The data is crucial to the high-tech stores' ability to charge customers for the items they want without employing a cashier. Amazon creates skeleton-like models based on people's size and shape, according to the lawsuit, which mirror the real movements customers make inside the store.

"[T]he Just Walk Out technology used to distinguish shoppers from one another is not biometric, and is used only to link a customer with their purchases during a single store visit," an Amazon spokesperson told Insider Saturday.

Amazon had failed to post signs at its New York stores addressing biometric data for over a year, putting them in place this week — after the New York Times reported their absence, according to the lawsuit. The new signs say no biometric data is being collected outside use of the palm scanner, according to the lawsuit.

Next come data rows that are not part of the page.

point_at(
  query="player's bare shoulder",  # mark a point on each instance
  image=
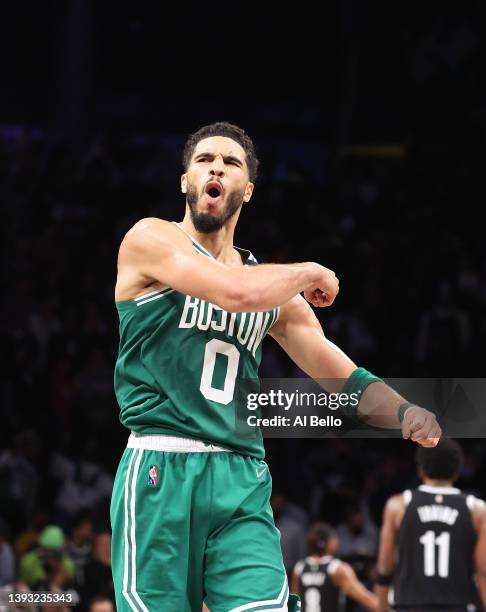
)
(151, 234)
(477, 507)
(146, 241)
(395, 509)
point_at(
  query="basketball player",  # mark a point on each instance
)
(190, 507)
(321, 579)
(433, 539)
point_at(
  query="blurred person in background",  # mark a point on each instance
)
(79, 544)
(292, 522)
(7, 558)
(98, 577)
(101, 604)
(322, 580)
(433, 540)
(48, 567)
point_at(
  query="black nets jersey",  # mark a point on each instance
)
(317, 591)
(436, 540)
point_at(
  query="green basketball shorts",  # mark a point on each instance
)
(191, 523)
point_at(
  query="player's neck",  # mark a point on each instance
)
(219, 243)
(433, 482)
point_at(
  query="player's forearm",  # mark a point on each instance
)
(266, 286)
(481, 583)
(379, 406)
(382, 594)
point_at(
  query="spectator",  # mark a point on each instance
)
(48, 567)
(98, 577)
(7, 559)
(101, 604)
(79, 544)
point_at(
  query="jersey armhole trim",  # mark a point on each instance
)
(298, 567)
(333, 566)
(407, 497)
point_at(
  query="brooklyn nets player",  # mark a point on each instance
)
(438, 536)
(322, 581)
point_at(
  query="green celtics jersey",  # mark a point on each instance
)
(181, 364)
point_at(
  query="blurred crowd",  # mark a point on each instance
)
(400, 230)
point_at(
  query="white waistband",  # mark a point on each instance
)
(171, 443)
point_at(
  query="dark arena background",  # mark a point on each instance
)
(370, 125)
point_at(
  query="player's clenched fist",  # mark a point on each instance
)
(323, 291)
(420, 425)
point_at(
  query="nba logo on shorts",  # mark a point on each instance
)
(153, 475)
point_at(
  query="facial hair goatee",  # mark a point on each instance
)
(206, 223)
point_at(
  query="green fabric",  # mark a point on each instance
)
(359, 380)
(203, 531)
(182, 366)
(31, 569)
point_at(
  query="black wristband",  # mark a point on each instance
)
(402, 409)
(384, 580)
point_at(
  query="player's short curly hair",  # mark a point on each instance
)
(228, 130)
(444, 462)
(318, 537)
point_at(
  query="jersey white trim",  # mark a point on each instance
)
(333, 566)
(268, 604)
(471, 502)
(176, 444)
(442, 490)
(155, 296)
(298, 567)
(193, 240)
(125, 537)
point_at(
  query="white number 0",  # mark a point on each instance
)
(225, 395)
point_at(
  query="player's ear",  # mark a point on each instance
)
(248, 192)
(184, 183)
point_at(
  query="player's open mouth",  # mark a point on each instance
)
(213, 190)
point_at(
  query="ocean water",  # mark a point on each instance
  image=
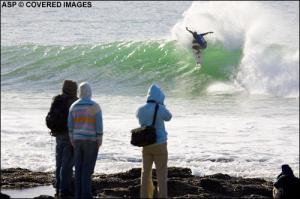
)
(238, 114)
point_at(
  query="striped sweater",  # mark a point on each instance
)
(85, 120)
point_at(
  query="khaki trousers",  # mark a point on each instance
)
(159, 155)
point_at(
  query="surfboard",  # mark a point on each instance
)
(197, 52)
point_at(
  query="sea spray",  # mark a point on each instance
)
(267, 37)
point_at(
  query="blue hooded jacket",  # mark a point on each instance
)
(146, 112)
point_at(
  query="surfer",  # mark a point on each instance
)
(199, 43)
(199, 38)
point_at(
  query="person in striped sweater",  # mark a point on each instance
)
(85, 131)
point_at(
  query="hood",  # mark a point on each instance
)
(85, 90)
(155, 93)
(286, 170)
(70, 88)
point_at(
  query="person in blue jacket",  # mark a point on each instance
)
(157, 152)
(199, 38)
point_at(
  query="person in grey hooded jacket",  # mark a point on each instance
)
(156, 152)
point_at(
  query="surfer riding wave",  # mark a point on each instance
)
(199, 43)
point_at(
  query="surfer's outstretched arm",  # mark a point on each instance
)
(206, 33)
(189, 30)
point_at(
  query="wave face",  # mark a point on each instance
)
(268, 35)
(253, 50)
(116, 66)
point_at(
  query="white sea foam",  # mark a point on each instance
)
(238, 135)
(267, 34)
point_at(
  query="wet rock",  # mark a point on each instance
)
(181, 184)
(44, 197)
(4, 196)
(18, 178)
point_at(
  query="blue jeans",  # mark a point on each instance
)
(85, 159)
(64, 164)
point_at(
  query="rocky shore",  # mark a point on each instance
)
(181, 184)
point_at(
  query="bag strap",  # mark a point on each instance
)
(155, 113)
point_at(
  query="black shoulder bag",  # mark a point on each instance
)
(146, 135)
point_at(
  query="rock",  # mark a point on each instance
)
(44, 197)
(4, 196)
(19, 178)
(181, 184)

"Only shoppers who choose to enroll in Amazon One and choose to be identified by hovering their palm over the Amazon One device have their palm-biometric data securely collected, and these individuals are provided the appropriate privacy disclosures during the enrollment process," the spokesperson said.

Amazon Go customers must use an app or credit card linked to their Amazon account, or the store's palm scanner, to enter the store. Shoppers then pick up the items they want to purchase, and Amazon tracks the items taken by customers before charging them automatically as they leave the store.

The lawsuit also claims the new signs at Amazon Go stores are designed with colors, style, and fonts that make them easier to ignore.

"We think that Amazon's conduct has gone from bad to worse," Roman-Friedman told Insider.